As always, we welcome replies to our editorials.


It’s One-Liner Wednesday, brought to you by the lovely and talented Linda Hill. She has the rules and links to all paricipants at her blog.


Author: John Holton

I'm a writer and blogger who writes and blogs about things that interest me.

15 thoughts on “#1LinerWeds from a Wall Street Journal reader”

  1. If you can imagine it, you can do it. I’m not on FB, so it can be done. I figure that if someone cares about me they’ll find a way to stay in touch with me. I’ve got a public blog for crying out loud! And there’s email. Walk away from FB and enjoy thinking for yourself. It’s incredibly freeing to leave. Just saying. 🙂


    1. The thing that keeps me on Facebook is my family. It’s how I stay in touch with them, and I advertise the blog there.

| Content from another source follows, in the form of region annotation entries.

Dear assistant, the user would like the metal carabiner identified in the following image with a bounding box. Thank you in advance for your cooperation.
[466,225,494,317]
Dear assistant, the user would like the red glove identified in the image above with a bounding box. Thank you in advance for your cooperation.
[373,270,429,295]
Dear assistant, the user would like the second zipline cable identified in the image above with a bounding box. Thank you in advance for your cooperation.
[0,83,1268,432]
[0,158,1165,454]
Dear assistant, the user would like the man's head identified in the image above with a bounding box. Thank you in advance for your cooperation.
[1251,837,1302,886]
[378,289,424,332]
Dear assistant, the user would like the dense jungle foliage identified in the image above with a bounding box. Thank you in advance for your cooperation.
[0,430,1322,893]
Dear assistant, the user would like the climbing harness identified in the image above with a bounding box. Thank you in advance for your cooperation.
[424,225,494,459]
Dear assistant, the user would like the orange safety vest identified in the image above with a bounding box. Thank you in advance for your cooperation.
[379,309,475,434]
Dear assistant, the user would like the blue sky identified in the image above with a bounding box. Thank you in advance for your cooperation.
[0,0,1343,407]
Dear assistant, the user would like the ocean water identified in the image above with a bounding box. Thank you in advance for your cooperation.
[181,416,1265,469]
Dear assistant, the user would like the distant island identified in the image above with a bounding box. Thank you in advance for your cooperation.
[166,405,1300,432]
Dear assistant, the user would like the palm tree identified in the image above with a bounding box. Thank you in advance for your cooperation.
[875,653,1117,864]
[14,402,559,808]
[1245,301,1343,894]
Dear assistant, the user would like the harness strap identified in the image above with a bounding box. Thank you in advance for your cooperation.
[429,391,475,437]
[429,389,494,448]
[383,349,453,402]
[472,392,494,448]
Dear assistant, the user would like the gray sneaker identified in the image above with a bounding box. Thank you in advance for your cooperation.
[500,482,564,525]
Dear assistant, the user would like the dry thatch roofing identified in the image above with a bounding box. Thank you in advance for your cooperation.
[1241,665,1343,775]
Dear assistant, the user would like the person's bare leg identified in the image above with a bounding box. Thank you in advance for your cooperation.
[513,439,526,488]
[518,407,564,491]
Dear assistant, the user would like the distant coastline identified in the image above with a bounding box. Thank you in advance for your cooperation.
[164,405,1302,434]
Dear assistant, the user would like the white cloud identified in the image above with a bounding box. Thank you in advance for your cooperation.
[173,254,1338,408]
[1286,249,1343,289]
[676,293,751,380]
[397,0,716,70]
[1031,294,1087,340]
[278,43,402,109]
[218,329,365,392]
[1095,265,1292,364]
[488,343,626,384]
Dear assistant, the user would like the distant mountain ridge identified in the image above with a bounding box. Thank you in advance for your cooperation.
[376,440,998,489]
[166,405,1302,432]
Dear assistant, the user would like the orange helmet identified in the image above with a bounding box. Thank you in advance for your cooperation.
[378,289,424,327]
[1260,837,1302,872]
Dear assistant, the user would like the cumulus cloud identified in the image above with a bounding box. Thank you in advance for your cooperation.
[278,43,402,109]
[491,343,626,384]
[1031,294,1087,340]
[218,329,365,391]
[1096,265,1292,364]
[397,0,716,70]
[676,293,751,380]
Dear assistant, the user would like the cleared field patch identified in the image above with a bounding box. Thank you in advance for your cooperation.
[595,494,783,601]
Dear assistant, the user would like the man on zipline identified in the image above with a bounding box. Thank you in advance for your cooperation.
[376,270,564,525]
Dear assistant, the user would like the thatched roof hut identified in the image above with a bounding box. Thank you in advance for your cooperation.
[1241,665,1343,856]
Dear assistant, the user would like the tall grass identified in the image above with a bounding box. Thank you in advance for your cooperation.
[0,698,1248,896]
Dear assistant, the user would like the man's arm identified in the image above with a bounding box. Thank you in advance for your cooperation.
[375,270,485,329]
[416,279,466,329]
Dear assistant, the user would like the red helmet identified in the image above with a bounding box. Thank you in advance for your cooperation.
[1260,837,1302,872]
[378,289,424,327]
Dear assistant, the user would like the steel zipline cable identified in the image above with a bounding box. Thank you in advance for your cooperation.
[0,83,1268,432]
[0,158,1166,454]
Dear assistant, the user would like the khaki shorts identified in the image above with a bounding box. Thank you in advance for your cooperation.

There are also a couple of nostalgia groups I follow. Beyond that, it really isn’t all that interesting.


  2. I left Facebook for other reasons but I definitely DO NOT miss the political prattle around election time. I do miss the cat pictures, though. While not liking Facebook, the City has more or less put me in charge of its social media, so I’m on Facebook and Twitter both. If I had people far away to keep in touch with, I think I’d just use a web page.


    1. The more I blog, the less need I have of social media, apart from letting people know I have a new blog post. I get my cat picture fix on Instagram. In fact, that’s where I get a lot of my news.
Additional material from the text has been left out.